Franklin County Clerk Debbie Door says voter turnout may be a bit higher this year than it has been for other April elections in the past simply because of the multiple propositions appearing on the ballot.
“They may get more people out to vote,” Door said. “They may come out to vote for it or just as many may come out just to vote against it.”
Door said on average the voter turnout for April elections is usually the lowest and average between 14 and 18 percent participation.
“This year may be a bit higher, but you never know,” Door said. “The weather could also play a role in turnout. If it’s rainy and nasty, people won’t get out.”
Door added the actual ballot language of the propositions also will be key in their passage or failure.
“The simpler the language the better,” Door said. “A lot of people don’t do their homework and study these issues.

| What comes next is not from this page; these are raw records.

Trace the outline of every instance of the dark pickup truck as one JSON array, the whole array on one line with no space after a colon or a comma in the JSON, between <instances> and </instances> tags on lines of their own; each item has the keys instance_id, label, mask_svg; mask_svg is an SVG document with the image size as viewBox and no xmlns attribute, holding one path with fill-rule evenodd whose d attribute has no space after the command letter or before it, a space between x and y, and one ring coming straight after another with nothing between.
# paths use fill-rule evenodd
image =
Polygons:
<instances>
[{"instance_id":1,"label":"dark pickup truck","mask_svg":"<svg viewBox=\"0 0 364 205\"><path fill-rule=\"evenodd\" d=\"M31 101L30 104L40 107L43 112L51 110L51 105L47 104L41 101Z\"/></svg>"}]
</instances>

If they don’t understand it, they won’t vote for it.”
She explained propositions can be given any name the entity putting them on the ballot desires. Letters are usually used out of convenience and usually have no real bearing on the issue.
In the April 2016 election there were 68,389 registered voters in Franklin County. The total ballots cast were 14,675 or 21.46 percent of the registered voters. In 2015, 10,150 ballots were cast; 2014, 8,855; and 2012, 15 percent of the 63,999 registered voters cast 9,419 ballots.
Compare those numbers to November 2016, when 71.8 percent of registered voters cast almost 51,000 ballots in the major races.
Door said the 2016 and 2012 numbers were only higher because they were presidential election years.
The contents of the ballot in individual areas will play a role in people heading to polling places as well.
If there are only a few things for the voter to decide, they are more likely to stay home.
“There is a lot of voter apathy and that’s sad,” Door said. “The elections in April decide the issues and people who affect our everyday lives. There are so many city, school and fire district offices.”
Although it shouldn’t affect turnout in April, Door said the August election numbers may be higher than normal due to the large number of county and state offices on the primary ballot. Many of which may be decided in the primary since candidates are usually from the same party.
“It’s really a shame more people don’t come out,” Door said. “It takes just as much work to put on an election in April as it does in November without the same numbers.”
Door said it takes an army to train staff and ready equipment at 62 polling places across the county to allow the 64,581 active registered voters their chance to perform a civic duty.